Title: Learning from Non-Traditional Sources of Data
Abstract: Imitation learning has traditionally been focused on learning a policy or a reward function from expert demonstrations. However, in practice in many robotics applications, we have limited access to expert demonstrations. Today, I will talk about a set of techniques to address some of the challenges of learning from non-traditional sources of data, i.e., suboptimal demonstrations, rankings, play data, and physical corrections. I will first talk about our confidence-aware imitation learning approach that simultaneously estimates a confidence measure over demonstrations and the policy parameters. I will then talk about extending this approach to learn a confidence measure over expertise of different demonstrators in an unsupervised manner. Following up, I will discuss how we can learn more expressive models such as a multimodal reward function when learning from a mixture of ranking data. Finally, I talk about our recent efforts in learning from other non-traditional sources of data in interactive domains. Specifically, we show how predicting latent affordances can be substantial when learning from undirected play data in interactive domains, and how we can learn from a sequence of interactions through physical corrections.
Speaker Bio: Dorsa Sadigh is an assistant professor in Computer Science and Electrical Engineering at Stanford University. Her research interests lie in the intersection of robotics, learning, and control theory. Specifically, she is interested in developing algorithms for safe and adaptive human-robot interaction.
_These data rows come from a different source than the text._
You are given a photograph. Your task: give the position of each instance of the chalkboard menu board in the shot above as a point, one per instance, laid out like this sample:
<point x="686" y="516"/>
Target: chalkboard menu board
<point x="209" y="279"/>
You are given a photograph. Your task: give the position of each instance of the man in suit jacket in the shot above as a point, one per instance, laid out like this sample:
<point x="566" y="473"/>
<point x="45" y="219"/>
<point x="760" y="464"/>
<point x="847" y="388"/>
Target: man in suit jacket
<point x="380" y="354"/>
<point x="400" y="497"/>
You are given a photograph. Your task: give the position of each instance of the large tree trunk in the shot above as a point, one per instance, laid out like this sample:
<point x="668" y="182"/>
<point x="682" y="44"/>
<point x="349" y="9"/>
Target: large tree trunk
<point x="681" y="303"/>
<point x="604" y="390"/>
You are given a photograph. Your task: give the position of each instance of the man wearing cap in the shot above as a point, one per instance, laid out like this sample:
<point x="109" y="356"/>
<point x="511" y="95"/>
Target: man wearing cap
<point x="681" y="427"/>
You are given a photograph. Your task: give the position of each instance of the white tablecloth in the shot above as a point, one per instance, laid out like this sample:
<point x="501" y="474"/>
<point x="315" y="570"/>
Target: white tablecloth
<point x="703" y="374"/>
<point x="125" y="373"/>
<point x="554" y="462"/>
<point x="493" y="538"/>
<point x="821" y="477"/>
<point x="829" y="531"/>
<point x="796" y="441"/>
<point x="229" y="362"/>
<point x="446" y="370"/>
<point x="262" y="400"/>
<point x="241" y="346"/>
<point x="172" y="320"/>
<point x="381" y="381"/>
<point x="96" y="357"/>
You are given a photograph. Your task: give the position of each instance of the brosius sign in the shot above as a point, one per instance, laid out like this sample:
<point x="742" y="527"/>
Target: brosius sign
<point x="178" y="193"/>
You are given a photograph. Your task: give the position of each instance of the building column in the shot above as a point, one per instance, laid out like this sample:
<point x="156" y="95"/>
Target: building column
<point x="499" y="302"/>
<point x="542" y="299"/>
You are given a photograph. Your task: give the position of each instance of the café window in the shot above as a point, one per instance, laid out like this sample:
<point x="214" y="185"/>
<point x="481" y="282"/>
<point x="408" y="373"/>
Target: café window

Dorsa received her doctoral degree in Electrical Engineering and Computer Sciences (EECS) from UC Berkeley in 2017, and received her bachelor’s degree in EECS from UC Berkeley in 2012. She is awarded the NSF CAREER award, the AFOSR Young Investigator award, MIT TR35, and the Google Faculty Award, and the Amazon Faculty Research Award.
Date and Time:
Thursday, March 17, 2022
1:00 - 2:30 PM - EST
Recording: https://youtu.be/QO_K1WpDRTo